Trustees say that they want to give the work to a group that has more experience renovating similar buildings, and that the switch won’t interrupt the construction schedule. They say the design will essentially remain the same as the concept plan.

The board has awarded the work to WBRC Architects-Engineers of Bangor. The firm is collaborating on the project with a national firm, Sink Combs Dethlefs, which specializes in arena and stadium renovation projects.

WBRC and Sink Combs Dethlefs are now teamed up on a $65 million project to replace the Bangor Auditorium.

SMRT, which did the concept design for the Civic Center project, did excellent work but trustees believe that the WBCR team is the best choice for transforming the concept design into a building plan, said Neal Pratt, chairman of the trustees.

Pratt said the switch won’t slow work on the project, which could begin as early as this summer.

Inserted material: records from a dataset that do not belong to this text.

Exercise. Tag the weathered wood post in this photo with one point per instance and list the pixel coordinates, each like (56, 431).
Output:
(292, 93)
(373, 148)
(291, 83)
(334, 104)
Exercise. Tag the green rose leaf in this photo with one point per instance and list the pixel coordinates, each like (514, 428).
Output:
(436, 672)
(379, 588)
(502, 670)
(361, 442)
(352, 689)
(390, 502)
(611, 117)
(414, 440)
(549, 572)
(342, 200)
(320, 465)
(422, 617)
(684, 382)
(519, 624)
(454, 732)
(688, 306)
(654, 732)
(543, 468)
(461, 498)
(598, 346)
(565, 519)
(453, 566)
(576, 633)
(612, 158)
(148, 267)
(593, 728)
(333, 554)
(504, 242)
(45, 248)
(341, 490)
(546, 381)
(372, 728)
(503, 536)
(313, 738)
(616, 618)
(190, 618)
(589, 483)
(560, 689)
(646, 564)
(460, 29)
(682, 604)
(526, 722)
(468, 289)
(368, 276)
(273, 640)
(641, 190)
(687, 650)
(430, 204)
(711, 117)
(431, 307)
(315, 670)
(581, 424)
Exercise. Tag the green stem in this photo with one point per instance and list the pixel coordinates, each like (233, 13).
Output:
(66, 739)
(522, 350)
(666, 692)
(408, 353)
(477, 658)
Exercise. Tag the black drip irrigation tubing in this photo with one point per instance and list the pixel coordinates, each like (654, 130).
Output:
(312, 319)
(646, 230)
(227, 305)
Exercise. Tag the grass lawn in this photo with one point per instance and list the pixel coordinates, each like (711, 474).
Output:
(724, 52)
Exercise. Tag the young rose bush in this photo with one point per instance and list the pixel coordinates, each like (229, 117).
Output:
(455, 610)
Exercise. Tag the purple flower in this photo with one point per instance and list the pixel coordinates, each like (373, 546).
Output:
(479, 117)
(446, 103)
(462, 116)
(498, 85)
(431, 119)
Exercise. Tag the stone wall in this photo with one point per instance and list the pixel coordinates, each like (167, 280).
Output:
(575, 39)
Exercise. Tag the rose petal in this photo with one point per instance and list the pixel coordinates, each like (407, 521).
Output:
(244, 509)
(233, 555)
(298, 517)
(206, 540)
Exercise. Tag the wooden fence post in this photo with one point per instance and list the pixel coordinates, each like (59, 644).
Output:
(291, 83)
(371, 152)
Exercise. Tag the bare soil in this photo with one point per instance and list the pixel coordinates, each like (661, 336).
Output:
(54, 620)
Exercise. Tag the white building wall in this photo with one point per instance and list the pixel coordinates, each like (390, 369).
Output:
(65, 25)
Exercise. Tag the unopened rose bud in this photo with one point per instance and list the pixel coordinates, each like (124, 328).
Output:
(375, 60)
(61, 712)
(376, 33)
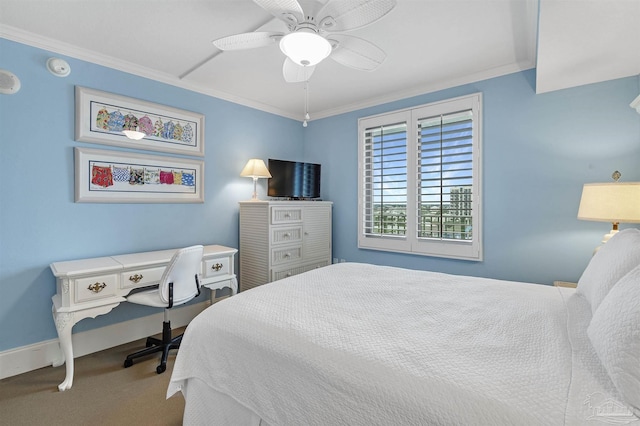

He said the concept plan that voters approved in November will remain intact for the most part, but some details will likely change as architects and engineers develop building plans.

Trustees hope that the renovation will enable the Civic Center to generate enough additional revenue to pay off the borrowing costs for the project. Pratt said that Don Dethlefs, chief executive officer of Sink Combs Dethlefs, will help the trustees achieve that goal because he’s an expert in operating arenas, not just building them.

“We are looking to maximize revenues to pay for the upgrade,” Pratt said. “Dethlefs understands this business and recognizes not only the utility of space in how customers use the Civic Center but also what we can get in a return on investment.”

SBRT was paid $150,000 for the concept plan, which was completed at the end of summer.

The county’s contract with WBRC will be much more expensive, but the fees have yet to be negotiated.

The trustees decided to hire WBRC on Dec. 21 after interviewing officials from WBRC, SMRT and Scott Simons Architects of Portland. The vote was 7-2, with trustees Gary Plummer and Joe Gray voting in opposition.


All three firms submitted proposals in February for the concept design.

During their interviews in December, officials from all three firms said their fees would be a percentage of the project’s cost, based on a schedule produced by the state Bureau of General Services. Fees range from 7.7 percent to 12 percent, depending on the size and complexity of a project, Pratt said.

For a project like the Civic Center renovation, the fee would be 8 to 9 percent, Pratt said, although many details need to be worked out.

He said the trustees will work with WBRC to hire a construction manager.

The board will ask for bids later this month. It has a planning meeting scheduled this morning to meet with the WBRC team, for the first time since its selection.

On Nov. 8, Cumberland County voters approved the project with nearly 58 percent of the vote.


The design by SMRT squares off what are now indented corners of the building, provides street-level access and significantly increases the space for the concourse around the seating bowl and the concession area. The design improves access to bathrooms and makes the loading docks and staging areas more accommodating for touring groups with elaborate stage sets.

The design also calls for more glass along the side of the arena facing Free Street.

In its proposal for the concept design, Sink Combs Dethlefs described itself as the “preeminent designer of mid-sized civic and event centers in the United States.”

The firm highlighted its experience with 20 mid-sized arena projects in 15 states, including the Oklahoma City Arena, the Victor Cops Coliseum in Hamilton, Ontario, and the Crisler Center at the University of Michigan.

Sink Combs Dethlefs is based in Denver. Officials from the company, and from WBRC, could not be reached for comment Tuesday.